Meanwhile, the competition in Lower Mid-Market is heating up. As we learnt at our New York Serial Acquirer Conference, ingenious new models are emerging. Shore Capital, the mid-market O.G., has expanded into search funds. New Long Term Hold focused funds like Reef Pass and Telos North are nabbing prized operator talent from PE. 

Not to be outdone, HoldCos are fighting back in two important ways: 

One, their M&A strategies are increasingly thematic. Cue the proliferation of “HoldCos of HoldCos”: decentralised federations of PE-style rollups. 

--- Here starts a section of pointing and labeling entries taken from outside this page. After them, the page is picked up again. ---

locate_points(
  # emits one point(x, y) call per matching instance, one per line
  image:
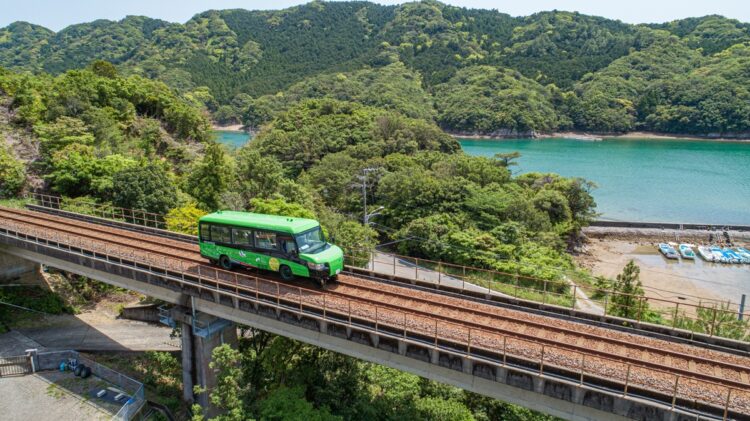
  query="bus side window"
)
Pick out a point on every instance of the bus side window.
point(221, 234)
point(242, 237)
point(265, 240)
point(205, 231)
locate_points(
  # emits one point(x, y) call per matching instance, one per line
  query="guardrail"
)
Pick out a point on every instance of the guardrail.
point(718, 319)
point(133, 216)
point(706, 317)
point(635, 381)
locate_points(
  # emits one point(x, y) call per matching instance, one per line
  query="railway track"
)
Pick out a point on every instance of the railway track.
point(607, 352)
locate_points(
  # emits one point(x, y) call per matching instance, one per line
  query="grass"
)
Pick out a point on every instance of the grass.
point(55, 391)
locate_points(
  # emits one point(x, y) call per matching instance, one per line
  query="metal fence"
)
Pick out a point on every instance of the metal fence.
point(15, 366)
point(480, 344)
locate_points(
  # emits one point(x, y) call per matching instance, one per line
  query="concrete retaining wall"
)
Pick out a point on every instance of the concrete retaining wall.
point(19, 271)
point(144, 313)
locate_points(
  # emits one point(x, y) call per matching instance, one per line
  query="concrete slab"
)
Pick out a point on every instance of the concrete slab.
point(47, 396)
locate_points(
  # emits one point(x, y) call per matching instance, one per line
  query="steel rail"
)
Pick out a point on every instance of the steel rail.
point(508, 332)
point(564, 330)
point(93, 254)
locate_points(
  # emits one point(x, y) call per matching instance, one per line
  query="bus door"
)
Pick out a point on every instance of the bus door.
point(266, 245)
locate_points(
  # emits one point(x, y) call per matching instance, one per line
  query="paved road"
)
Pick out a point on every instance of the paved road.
point(38, 397)
point(88, 332)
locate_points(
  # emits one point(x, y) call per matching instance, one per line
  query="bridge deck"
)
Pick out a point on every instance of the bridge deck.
point(488, 334)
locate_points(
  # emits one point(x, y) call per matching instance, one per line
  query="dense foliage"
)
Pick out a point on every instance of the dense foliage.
point(274, 378)
point(12, 174)
point(485, 71)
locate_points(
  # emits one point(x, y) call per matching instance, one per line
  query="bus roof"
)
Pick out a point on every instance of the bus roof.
point(284, 224)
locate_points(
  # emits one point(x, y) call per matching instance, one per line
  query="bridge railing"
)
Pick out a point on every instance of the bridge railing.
point(589, 367)
point(704, 316)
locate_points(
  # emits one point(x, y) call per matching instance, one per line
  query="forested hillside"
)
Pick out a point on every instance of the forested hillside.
point(96, 135)
point(477, 71)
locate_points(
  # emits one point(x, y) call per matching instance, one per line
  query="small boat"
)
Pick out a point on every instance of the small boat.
point(731, 255)
point(719, 255)
point(668, 251)
point(744, 253)
point(706, 253)
point(687, 252)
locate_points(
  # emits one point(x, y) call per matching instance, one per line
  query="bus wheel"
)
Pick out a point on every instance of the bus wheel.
point(225, 263)
point(286, 273)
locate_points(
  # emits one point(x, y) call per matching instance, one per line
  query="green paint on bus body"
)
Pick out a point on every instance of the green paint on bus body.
point(270, 242)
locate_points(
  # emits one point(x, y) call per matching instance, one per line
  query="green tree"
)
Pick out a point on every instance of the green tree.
point(289, 404)
point(103, 68)
point(147, 187)
point(210, 177)
point(227, 394)
point(12, 174)
point(184, 219)
point(627, 293)
point(438, 409)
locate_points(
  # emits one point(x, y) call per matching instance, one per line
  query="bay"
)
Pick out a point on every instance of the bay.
point(682, 181)
point(232, 139)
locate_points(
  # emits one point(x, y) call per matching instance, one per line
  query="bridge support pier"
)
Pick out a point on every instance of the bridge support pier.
point(201, 334)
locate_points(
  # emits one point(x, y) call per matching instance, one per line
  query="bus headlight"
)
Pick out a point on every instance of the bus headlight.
point(316, 266)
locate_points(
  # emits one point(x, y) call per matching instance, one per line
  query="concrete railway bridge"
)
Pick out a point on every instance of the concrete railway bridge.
point(558, 361)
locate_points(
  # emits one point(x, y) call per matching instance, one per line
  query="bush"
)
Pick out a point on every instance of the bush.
point(12, 174)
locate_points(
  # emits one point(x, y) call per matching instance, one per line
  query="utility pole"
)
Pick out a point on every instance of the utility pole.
point(366, 216)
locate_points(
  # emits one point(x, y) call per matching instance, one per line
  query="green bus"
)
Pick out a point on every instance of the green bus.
point(290, 246)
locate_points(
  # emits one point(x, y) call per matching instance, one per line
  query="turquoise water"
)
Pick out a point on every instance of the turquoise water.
point(683, 181)
point(232, 139)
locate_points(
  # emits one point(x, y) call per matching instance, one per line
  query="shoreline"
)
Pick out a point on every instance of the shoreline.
point(594, 137)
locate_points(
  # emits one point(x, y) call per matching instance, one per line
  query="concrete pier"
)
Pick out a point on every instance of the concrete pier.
point(201, 334)
point(14, 270)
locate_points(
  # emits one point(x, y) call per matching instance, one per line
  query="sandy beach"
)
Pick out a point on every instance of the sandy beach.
point(684, 281)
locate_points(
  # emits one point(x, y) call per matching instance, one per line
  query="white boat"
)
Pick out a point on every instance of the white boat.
point(718, 254)
point(706, 253)
point(744, 253)
point(668, 251)
point(687, 252)
point(732, 255)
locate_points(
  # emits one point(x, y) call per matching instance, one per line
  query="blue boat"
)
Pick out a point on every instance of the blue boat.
point(731, 255)
point(668, 251)
point(719, 255)
point(744, 253)
point(687, 252)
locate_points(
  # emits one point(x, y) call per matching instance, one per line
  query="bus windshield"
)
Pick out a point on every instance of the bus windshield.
point(310, 241)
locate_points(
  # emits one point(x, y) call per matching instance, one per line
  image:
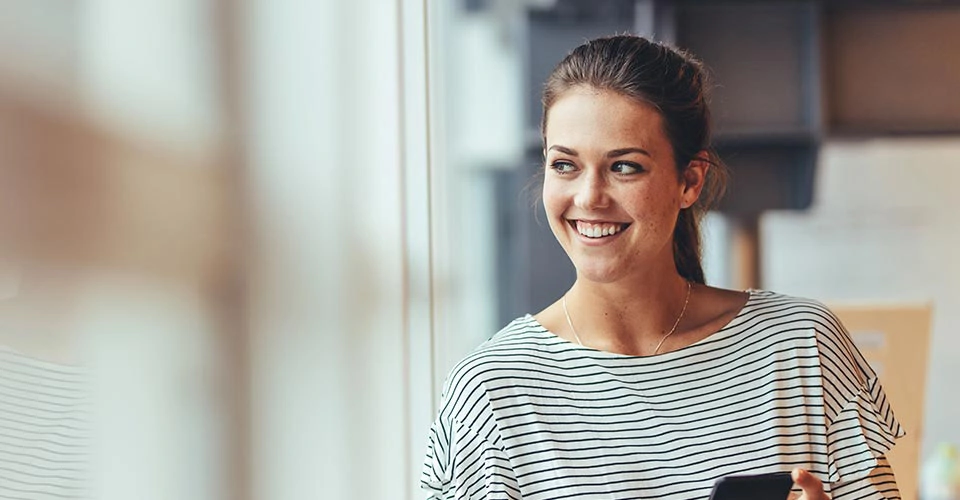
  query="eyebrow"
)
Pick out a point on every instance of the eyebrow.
point(613, 153)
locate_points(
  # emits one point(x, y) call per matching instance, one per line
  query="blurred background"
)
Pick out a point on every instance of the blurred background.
point(241, 243)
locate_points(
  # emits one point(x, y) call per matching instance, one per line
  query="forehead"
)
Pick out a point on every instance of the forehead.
point(588, 118)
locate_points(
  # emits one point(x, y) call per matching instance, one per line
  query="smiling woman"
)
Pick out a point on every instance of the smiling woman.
point(642, 381)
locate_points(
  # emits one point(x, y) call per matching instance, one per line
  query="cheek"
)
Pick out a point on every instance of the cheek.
point(553, 199)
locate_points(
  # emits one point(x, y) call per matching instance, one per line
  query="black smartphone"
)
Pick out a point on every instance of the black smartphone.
point(773, 486)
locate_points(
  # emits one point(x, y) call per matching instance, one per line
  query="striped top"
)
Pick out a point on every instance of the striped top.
point(530, 415)
point(45, 434)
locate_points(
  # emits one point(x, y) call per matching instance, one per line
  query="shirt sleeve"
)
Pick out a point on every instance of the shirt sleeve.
point(861, 426)
point(462, 465)
point(879, 484)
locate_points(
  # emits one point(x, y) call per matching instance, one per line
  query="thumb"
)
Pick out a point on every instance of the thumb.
point(811, 486)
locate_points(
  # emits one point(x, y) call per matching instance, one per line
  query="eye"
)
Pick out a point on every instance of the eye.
point(563, 167)
point(626, 168)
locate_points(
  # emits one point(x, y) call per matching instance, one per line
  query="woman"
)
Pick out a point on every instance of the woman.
point(642, 381)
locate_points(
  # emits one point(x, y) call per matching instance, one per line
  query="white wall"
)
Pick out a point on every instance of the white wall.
point(334, 88)
point(884, 228)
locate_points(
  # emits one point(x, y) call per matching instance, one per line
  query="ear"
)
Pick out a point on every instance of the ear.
point(693, 178)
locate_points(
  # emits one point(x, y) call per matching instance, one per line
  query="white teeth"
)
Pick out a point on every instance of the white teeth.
point(598, 230)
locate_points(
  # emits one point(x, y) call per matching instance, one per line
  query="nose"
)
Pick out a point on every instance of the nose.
point(591, 192)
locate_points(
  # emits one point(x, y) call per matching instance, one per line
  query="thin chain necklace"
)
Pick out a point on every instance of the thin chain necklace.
point(657, 350)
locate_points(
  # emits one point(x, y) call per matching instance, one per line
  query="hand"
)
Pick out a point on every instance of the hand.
point(811, 486)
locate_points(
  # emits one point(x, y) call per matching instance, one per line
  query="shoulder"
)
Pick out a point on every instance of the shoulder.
point(773, 307)
point(839, 356)
point(493, 362)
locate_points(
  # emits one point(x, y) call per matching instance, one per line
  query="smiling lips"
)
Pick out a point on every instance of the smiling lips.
point(598, 229)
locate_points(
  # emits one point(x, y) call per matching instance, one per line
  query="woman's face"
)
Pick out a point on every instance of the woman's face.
point(611, 189)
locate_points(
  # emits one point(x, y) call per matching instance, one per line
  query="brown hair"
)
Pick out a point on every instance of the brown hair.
point(675, 84)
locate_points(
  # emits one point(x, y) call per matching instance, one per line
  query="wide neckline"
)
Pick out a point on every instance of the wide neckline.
point(725, 329)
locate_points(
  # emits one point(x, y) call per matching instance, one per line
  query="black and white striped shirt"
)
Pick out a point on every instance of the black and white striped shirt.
point(529, 415)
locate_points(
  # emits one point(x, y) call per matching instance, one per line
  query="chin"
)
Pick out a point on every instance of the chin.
point(599, 273)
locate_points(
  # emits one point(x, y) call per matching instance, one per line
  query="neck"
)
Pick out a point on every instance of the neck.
point(627, 317)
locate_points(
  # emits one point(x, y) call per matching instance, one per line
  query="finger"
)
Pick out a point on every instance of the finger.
point(811, 486)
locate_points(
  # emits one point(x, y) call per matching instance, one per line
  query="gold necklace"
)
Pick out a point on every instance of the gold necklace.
point(657, 350)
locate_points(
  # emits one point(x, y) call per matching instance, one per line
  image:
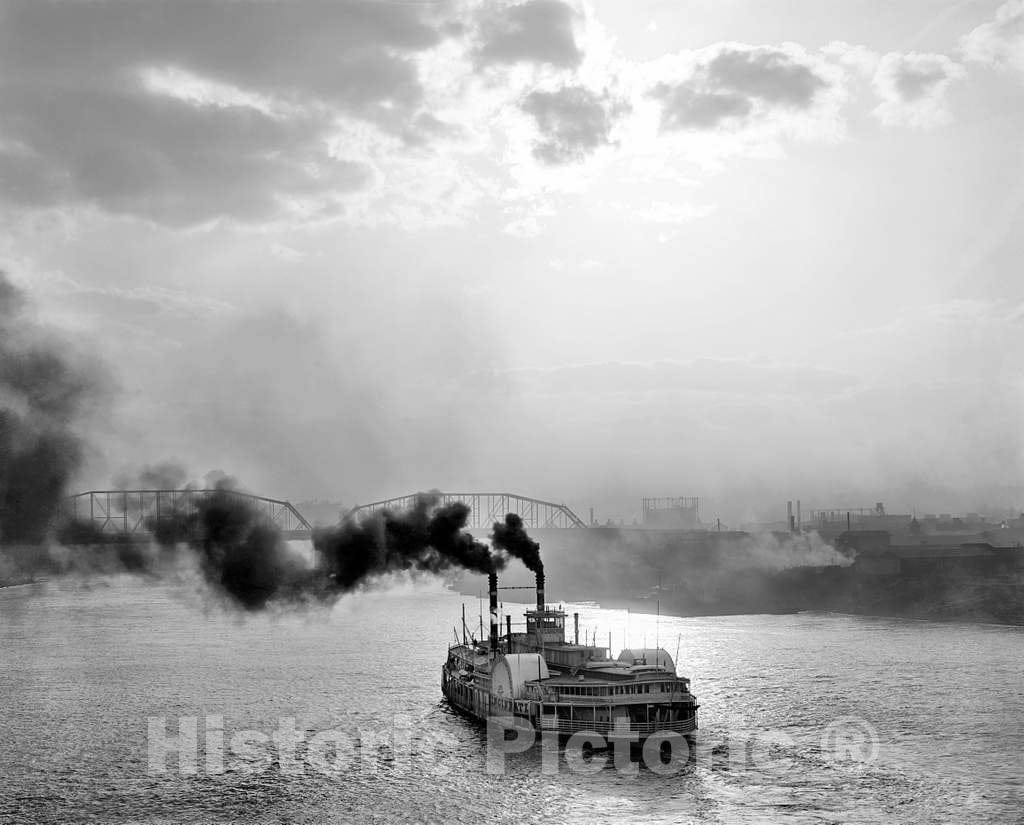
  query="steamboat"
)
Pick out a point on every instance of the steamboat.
point(539, 679)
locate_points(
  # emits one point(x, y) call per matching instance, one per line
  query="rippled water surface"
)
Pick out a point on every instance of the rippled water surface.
point(788, 708)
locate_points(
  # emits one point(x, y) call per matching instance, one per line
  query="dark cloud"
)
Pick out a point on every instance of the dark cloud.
point(767, 74)
point(914, 81)
point(685, 107)
point(163, 159)
point(78, 122)
point(572, 123)
point(733, 84)
point(538, 31)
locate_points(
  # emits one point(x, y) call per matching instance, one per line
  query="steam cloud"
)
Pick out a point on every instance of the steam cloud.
point(43, 391)
point(511, 536)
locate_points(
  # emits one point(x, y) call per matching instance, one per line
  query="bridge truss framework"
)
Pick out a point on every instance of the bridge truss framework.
point(130, 511)
point(486, 508)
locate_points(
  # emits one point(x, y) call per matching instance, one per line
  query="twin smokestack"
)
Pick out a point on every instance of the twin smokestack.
point(493, 605)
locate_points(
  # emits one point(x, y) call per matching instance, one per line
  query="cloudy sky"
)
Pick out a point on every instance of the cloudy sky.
point(588, 252)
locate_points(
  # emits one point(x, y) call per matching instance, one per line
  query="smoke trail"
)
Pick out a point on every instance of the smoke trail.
point(160, 476)
point(424, 537)
point(43, 391)
point(243, 554)
point(511, 536)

Two, forever no more! Divestments of single assets as well as entire divisions are picking up. It’s not only over-leveraged HoldCos like Storskogen (our primer) shedding assets. 

The upshot is that it’s increasingly difficult to tell Private Equity and HoldCos apart. What better illustration than Volati - a 23-year old, listed Swedish industrial compounder: 

Source: Volati disclosure

Next month, Volati is due to spin off Salix Group, hitherto the largest division (58% of the 2025 EBITA), leaving it with a bizarre portfolio of excellent (Ettiketto) and frankly mediocre assets (what used to be called “Industry” - a collection of cyclical, subscale assets). 

This isn't Volati’s first ever reshuffle. In 2020, it sold Besikta Bilprovning, a Swedish chain of car inspection stations, to a PE-owned aggregator. Price paid: SEK 1.05B. Profit: SEK 750M. Then, the following year, Volati spun off and listed Bokusgruppen, Sweden's leading book retailer (market cap today: SEK 1.2B, 2x vs. spinoff). 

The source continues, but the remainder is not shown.